INFOGeneral execution flow.
WARNINGPotentially problematic situations.
ERRORSerious failures.

Distributed tracing

Decorate tools with @tracer.observe to capture execution spans:
from agenticai_core.runtime.trace._langfuse_tracer import Tracer

tracer = Tracer()

@Tool.register(description="Calculator tool")
@tracer.observe(span_name="Tool:calculator", kind="Tool")
async def calculator(operation: str, x: str, y: str):
    """Perform calculations with tracing."""
    logger = Logger('Calculator')

    await logger.info(f"Operation: {operation}")

    num_x = float(x)
    num_y = float(y)

    if operation == "add":
        result = num_x + num_y
    elif operation == "multiply":
        result = num_x * num_y
    else:
        raise ValueError(f"Unsupported: {operation}")

    return str(result)

Add tools to agents

Pass tools to AgentBuilder during configuration.
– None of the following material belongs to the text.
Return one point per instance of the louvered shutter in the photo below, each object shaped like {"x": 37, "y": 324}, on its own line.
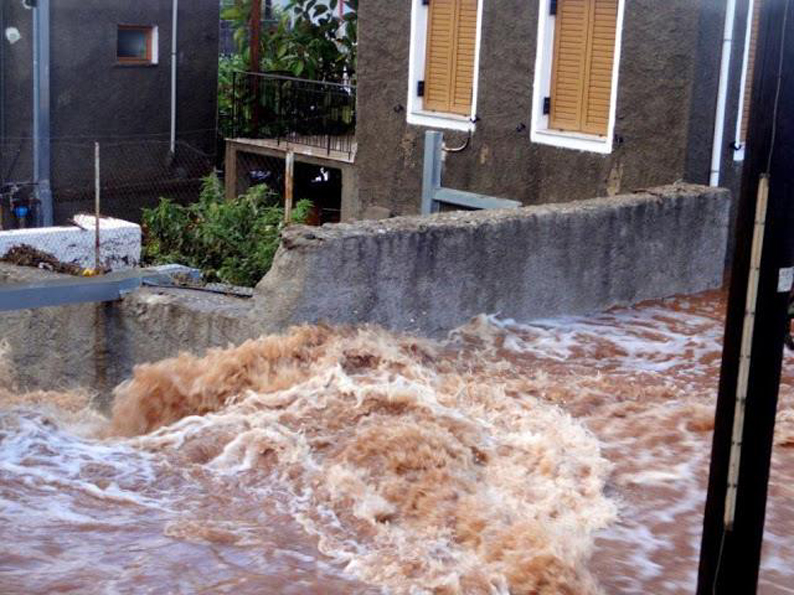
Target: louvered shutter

Custom tools registered with @Tool.register are available automatically at runtime:
from agenticai_core.designtime.models.agent import AgentBuilder
from agenticai_core.designtime.models.tool import Tool, ToolsRegistry

# Define custom tools
@Tool.register(name="GetBalance")
async def get_balance(account_id: str):
    return {"balance": 1000}

# Create inline tool
inline_tool = Tool(name="ProcessData", type="inline", ...)

# Add to agent
agent_config = AgentBuilder() \
    .set_name("BankingAgent") \
    .set_tools([inline_tool]) \
    .build()

# Tools are automatically registered via @Tool.register decorator

app.start(
    orchestrator_cls=CustomOrchestrator,

    port=8080
)

Best practices

  • Tool design: Keep tools focused on a single operation. Write clear, detailed descriptions — the agent uses these to decide when to call a tool. Use meaningful parameter names. Handle errors explicitly.
  • Logging: Log tool entry, exit, and parameter values. Log errors with enough context to diagnose the issue. Use the appropriate log level for each message.
  • Memory: Always check result.success before using returned data. Use projections to fetch only required fields. Handle missing or null data with fallback values.
  • Error handling: Catch and log exceptions. Return meaningful error messages. Avoid exposing sensitive data in error responses.
  • Performance: Keep tools lightweight and focused. Use async/await correctly — avoid blocking calls. Monitor execution times with distributed tracing.